Disallowance u/s 14A - CIT(A) deleted the addition - Held that:- Disallowance of interest expenditure of ₹ 7,57,380/- does not survive and in respect of disallowance out of administrative expenses, we feel that the disallowance was worked out by the Assessing Officer under Rule 8D to the extent of 0.5% of the average investments. As per the judgment of Hon'ble Bombay High Court rendered in the case of Godrej & Boyce Mfg. Co. Ltd. (2010 (8) TMI 77 - BOMBAY HIGH COURT), reasonable disallowance can be made before insertion of Rule 8D and in our considered opinion, disallowance of ₹ 50,000/- is reasonable in the facts of the present case. We, therefore, uphold the disallowance u/s 14A to the extent of ₹ 50,000/- and balance disallowance is deleted. - Decided partly in favour of revenue.
Non serving of notice u/s 143(2)on the assessee within the prescribed time - Held that:- We find that prior to 01/04/2008, the time available for serving notice u/s 143(2) was 12 months from the end of the month in which return is furnished. In the present case, return was filed on 31/10/2005 and therefore, time was available upto 30th September, 2006 for serving notice u/s 143(2). As per the assessment order, such notice u/s 143(2) was issued on 13/09/2006 and the same was duly served on the assessee. - Decided against assessee.

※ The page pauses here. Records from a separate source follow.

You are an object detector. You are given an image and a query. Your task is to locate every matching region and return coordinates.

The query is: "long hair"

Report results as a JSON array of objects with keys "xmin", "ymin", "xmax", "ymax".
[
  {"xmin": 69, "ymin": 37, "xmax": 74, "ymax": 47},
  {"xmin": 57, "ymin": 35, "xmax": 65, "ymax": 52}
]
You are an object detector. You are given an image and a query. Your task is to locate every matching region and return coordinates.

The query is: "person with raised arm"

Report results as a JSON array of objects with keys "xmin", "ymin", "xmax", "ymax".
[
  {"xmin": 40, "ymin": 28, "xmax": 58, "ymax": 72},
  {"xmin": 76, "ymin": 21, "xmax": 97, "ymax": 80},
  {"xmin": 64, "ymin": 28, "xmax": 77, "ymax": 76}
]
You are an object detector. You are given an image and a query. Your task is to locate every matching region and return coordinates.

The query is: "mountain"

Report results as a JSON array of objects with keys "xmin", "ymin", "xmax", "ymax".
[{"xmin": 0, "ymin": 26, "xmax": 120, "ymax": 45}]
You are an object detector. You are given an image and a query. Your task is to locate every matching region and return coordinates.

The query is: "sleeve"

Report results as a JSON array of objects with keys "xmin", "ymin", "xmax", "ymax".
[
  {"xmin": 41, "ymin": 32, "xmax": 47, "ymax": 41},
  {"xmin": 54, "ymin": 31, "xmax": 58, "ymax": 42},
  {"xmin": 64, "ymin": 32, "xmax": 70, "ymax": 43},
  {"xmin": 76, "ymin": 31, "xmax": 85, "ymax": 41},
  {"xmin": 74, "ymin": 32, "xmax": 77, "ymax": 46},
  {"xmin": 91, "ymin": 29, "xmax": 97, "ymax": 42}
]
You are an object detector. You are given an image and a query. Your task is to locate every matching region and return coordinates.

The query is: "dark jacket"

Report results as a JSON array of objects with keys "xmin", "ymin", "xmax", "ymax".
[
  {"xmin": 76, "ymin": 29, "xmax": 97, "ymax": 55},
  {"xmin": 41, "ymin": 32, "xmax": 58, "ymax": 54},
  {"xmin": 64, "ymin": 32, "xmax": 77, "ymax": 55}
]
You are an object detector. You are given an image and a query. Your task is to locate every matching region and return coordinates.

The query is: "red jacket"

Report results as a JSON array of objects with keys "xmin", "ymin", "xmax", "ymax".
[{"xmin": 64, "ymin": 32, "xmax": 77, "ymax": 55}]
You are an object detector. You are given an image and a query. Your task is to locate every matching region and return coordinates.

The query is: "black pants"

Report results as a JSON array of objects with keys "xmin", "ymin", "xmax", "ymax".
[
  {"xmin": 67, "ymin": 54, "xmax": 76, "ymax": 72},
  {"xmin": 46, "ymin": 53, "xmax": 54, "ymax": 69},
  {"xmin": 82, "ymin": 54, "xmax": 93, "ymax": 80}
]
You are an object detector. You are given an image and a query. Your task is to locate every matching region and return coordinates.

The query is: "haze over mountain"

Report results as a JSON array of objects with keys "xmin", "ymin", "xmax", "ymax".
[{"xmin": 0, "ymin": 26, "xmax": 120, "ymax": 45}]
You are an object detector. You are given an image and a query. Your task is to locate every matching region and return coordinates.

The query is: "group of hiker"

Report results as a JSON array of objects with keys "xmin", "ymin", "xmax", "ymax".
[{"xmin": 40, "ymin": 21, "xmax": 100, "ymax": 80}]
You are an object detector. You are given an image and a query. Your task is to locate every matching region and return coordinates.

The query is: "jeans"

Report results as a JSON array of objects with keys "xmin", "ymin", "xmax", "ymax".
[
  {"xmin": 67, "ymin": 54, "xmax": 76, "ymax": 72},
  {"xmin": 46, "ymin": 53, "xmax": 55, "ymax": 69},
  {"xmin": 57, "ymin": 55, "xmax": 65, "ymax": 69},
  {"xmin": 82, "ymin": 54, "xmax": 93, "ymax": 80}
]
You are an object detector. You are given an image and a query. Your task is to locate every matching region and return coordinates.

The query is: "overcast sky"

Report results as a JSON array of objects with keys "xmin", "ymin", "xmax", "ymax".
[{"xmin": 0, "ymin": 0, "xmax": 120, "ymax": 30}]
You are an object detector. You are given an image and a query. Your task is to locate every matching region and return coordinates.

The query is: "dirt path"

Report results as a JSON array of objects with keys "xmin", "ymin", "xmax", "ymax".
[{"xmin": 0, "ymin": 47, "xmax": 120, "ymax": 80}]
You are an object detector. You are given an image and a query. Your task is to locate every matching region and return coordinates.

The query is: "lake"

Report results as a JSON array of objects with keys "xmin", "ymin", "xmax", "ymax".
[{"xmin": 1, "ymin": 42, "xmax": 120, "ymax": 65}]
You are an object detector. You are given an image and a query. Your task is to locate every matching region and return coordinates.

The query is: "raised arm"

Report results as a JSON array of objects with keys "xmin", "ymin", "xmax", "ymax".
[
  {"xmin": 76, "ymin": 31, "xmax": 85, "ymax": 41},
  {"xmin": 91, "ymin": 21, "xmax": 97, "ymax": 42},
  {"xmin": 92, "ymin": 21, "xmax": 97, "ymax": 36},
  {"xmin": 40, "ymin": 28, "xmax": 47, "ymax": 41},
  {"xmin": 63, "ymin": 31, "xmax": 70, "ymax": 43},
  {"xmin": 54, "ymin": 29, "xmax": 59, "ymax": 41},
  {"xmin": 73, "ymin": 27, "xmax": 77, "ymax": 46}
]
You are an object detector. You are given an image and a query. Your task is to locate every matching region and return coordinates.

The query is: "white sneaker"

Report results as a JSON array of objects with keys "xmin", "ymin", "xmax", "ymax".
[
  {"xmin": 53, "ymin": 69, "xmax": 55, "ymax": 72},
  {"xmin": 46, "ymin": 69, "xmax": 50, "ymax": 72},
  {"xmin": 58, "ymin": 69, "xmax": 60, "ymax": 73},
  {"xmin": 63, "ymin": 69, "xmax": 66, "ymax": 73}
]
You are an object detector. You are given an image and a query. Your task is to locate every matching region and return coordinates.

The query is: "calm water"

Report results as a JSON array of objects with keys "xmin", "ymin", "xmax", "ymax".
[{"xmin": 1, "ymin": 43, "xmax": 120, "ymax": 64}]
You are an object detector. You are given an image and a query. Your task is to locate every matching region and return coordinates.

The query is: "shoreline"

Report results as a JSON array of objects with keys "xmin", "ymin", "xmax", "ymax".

Disallowance of vehicle running expenses - Held that:- As relying on Sayaji Iron and Engg. Co. vs. CIT [2001 (7) TMI 70 - GUJARAT High Court] no disallowance is called for in the case of a company on the basis that there was personal user of vehicles. Even if there is personal use of vehicles by the Directors of the company then the value thereof can be added in the perquisites of the concerned director but no disallowance can be made in the hands of the company. - Decided in favour of assessee.
Exclusion of "Duty Draw Back" from the computation of eligible profit for the purposes of relief under section 80IB - Held that:- This issue is now squarely covered against the assessee by the judgment of Hon'ble Apex Court rendered in the case of Liberty India vs. CIT [2009 (8) TMI 63 - SUPREME COURT ] wherein held Duty drawback receipt/DEPB benefits do not form part of the net profits of eligible industrial undertaking for the purposes of Sections 80I/80-IA/80-IB of the 1961 Act - Decided against assessee.
Short deduction allowed by the Assessing Officer u/s 80G - Held that:- As per the assessment order, we find that it is noted by the Assessing Officer that regarding the claim of ₹ 15 lac related to Shyam Behari Mishra Memorial Charitable Trust, no details have been filed by the assessee and therefore, the Assessing Officer has not allowed the claim of the assessee for deduction u/s 80G in respect of this amount of ₹ 15 lac. Neither before CIT(A) nor before us, any detail has been furnished by the assessee and therefore, on this issue, we do not find any merit in the grounds raised by the assessee - Decided against assessee.